18. Mr Sampson’s evidence was that he received the request for financial assistance for [Child 1]’s trip to [Country 1] for the [sports] tournament from [Child 1] via Ms Green’s mobile telephone, which included details of Ms Green’s [Bank 1] account to which his contribution was to be paid.

 19. He also acknowledged that he had agreed to assist [Child 1] with funding for his trip to [Country 1] for the [sports] tournament by contributing the sum of $3,000, and that as soon as he was able to raise those funds, he deposited that amount to Ms Green’s nominated bank account on 13 May 2018, categorising the deposit as “Transfer to [Bank 1] A/c [Bank 1] App [Country 1] Trip”, as appears from the payment advice document at pages 36 and 45 of Exhibit 1.

20.  Mr Sampson also acknowledged in his evidence to the Tribunal that there was no discussion or agreement between him and Ms Green that his contribution of $3,000 to [Child 1]’s trip to [Country 1] would be treated as a payment in lieu of child support.
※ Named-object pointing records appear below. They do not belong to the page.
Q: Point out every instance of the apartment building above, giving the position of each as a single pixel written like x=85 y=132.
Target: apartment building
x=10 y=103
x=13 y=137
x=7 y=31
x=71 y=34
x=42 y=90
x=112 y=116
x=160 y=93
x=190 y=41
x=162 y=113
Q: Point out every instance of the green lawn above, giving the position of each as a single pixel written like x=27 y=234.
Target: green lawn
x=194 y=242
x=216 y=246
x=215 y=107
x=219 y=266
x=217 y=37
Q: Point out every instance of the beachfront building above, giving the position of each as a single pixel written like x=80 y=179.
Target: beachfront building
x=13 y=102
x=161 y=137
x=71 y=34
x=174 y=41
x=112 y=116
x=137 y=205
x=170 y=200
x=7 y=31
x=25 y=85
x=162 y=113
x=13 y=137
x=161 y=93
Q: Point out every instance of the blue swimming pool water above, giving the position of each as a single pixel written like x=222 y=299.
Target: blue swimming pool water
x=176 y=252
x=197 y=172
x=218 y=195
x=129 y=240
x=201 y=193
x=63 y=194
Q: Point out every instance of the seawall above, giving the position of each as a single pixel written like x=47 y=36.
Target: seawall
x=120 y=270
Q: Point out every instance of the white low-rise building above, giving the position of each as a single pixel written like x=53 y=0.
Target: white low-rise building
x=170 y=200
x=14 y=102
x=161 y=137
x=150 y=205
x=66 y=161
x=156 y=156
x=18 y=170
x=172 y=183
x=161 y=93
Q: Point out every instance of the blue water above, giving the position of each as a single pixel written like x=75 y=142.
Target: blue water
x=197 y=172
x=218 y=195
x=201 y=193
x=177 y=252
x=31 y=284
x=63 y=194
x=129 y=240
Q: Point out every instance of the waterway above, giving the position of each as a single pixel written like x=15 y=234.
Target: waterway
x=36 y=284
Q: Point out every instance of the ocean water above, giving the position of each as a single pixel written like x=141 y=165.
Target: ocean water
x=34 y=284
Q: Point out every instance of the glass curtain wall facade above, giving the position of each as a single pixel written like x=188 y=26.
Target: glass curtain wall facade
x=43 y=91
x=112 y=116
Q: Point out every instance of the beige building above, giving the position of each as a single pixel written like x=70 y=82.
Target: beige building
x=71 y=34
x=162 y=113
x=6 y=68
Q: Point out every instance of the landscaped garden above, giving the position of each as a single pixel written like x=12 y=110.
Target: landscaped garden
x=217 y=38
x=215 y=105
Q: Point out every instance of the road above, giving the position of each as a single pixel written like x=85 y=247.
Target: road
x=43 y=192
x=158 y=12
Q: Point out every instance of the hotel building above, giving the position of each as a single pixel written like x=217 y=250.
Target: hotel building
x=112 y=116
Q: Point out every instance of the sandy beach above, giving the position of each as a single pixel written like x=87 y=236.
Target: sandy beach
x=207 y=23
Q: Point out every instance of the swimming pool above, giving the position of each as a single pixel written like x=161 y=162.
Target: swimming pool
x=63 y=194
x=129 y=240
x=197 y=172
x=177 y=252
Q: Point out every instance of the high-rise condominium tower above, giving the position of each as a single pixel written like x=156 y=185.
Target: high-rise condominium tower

He said he had been informed by officers at the Department that the payment could be considered as a child support payment because it related to a school sporting event. However, he acknowledged that his payment to Ms Green’s [Bank 1] account was expressly for the purpose of defraying the costs of [Child 1]’s [sports] team’s trip to [Country 1], and not child support.

21.  Mr Sampson did not challenge the quantification of the arrears calculated by the Department at $1,559.05 at hearing.

22. The Tribunal finds that the evidence is that Mr Sampson’s payment of $3,000 to Ms Green’s [Bank 1] account on 13 May 2018 was expressly his contribution to [Child 1]’s costs for his trip to [Country 1] for his team’s participation in a [sports] tournament in that country, and not a payment for child support purposes. As such, it cannot be regarded as a child support payment made within the arears period.

DECISION

The Tribunal sets aside the decision under review and, in substitution, decides that an arrears amount of $1,559.05 was collectable for the period 6 May 2018 to 5 August 2018.